Feat: parse analyze compute statistics #4547

zashroof · 2024-12-25T00:59:40Z

Add specific parsing for ANALYZE statment instead of fallback to parse as Command.

supported	dialect	`Analyze` statement reference
✔️	databricks	https://docs.databricks.com/en/sql/language-manual/sql-ref-syntax-aux-analyze-table.html
	doris	https://doris.apache.org/docs/2.0/sql-manual/sql-reference/Data-Manipulation-Statements/Manipulation/ANALYZE
	drill	https://drill.apache.org/docs/analyze-table-compute-statistics, https://drill.apache.org/docs/analyze-table-refresh-metadata/
	duckdb	https://duckdb.org/docs/sql/statements/analyze
	mysql	https://dev.mysql.com/doc/refman/8.4/en/analyze-table.html
	oracle	https://docs.oracle.com/en/database/oracle/oracle-database/21/sqlrf/ANALYZE.html
	postgres	https://www.postgresql.org/docs/current/sql-analyze.html
	presto	https://prestodb.io/docs/current/sql/analyze.html
	reshift	https://docs.aws.amazon.com/redshift/latest/dg/r_ANALYZE.html
✔️	spark	https://spark.apache.org/docs/latest/sql-ref-syntax-aux-analyze-table.html
	sqlite	https://www.sqlite.org/lang_analyze.html
	starrocks	https://docs.starrocks.io/docs/sql-reference/sql-statements/cbo_stats/ANALYZE_TABLE/
	trino	https://trino.io/docs/current/sql/analyze.html

georgesittas · 2024-12-26T17:14:12Z

Hi @zashroof, thanks for the PR. Can you please share any related documentation? What dialects does this cover?

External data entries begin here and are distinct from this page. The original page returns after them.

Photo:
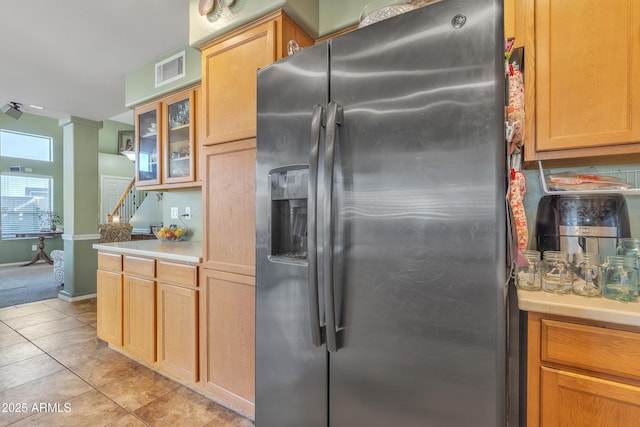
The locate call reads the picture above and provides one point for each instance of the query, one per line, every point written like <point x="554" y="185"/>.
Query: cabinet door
<point x="570" y="399"/>
<point x="178" y="331"/>
<point x="587" y="87"/>
<point x="227" y="308"/>
<point x="140" y="317"/>
<point x="229" y="213"/>
<point x="229" y="83"/>
<point x="148" y="151"/>
<point x="109" y="306"/>
<point x="178" y="138"/>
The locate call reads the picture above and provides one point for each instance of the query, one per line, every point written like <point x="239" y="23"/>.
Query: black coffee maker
<point x="577" y="223"/>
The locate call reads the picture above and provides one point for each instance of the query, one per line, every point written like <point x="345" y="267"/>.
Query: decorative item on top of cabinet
<point x="582" y="89"/>
<point x="582" y="372"/>
<point x="229" y="66"/>
<point x="166" y="149"/>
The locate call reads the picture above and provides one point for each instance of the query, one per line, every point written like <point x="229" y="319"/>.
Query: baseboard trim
<point x="78" y="298"/>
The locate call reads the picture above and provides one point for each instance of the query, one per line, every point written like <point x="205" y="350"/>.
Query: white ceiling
<point x="71" y="56"/>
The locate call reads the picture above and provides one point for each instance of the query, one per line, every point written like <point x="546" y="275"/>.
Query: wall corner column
<point x="81" y="206"/>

zashroof · 2024-12-26T17:37:21Z

Hi @zashroof, thanks for the PR. Can you please share any related documentation? What dialects does this cover?

Sorry about that, updated the PR description with links.
https://spark.apache.org/docs/3.5.1/sql-ref-syntax-aux-analyze-table.html
https://docs.databricks.com/en/sql/language-manual/sql-ref-syntax-aux-analyze-table.html

georgesittas · 2024-12-30T11:29:58Z

FYI, the team's off for holidays, we'll take a look in a week or so. Thanks for providing those links. :)

zashroof · 2024-12-30T15:01:31Z

FYI, the team's off for holidays, we'll take a look in a week or so. Thanks for providing those links. :)

No worries, I didn't expect a review during the holidays :) Happy Holidays!

VaggelisD

Hey @zashroof, thank you for the PR!

To my knowledge, there are other dialects that support the ANALYZE statement e.g Postgres; If we implement parsing for it, we should make sure that:

We add support for ANALYZE across all dialects
If (1) has a large scope, we add exp.Command fallbacks at any point that the Spark/Databricks syntax is not met.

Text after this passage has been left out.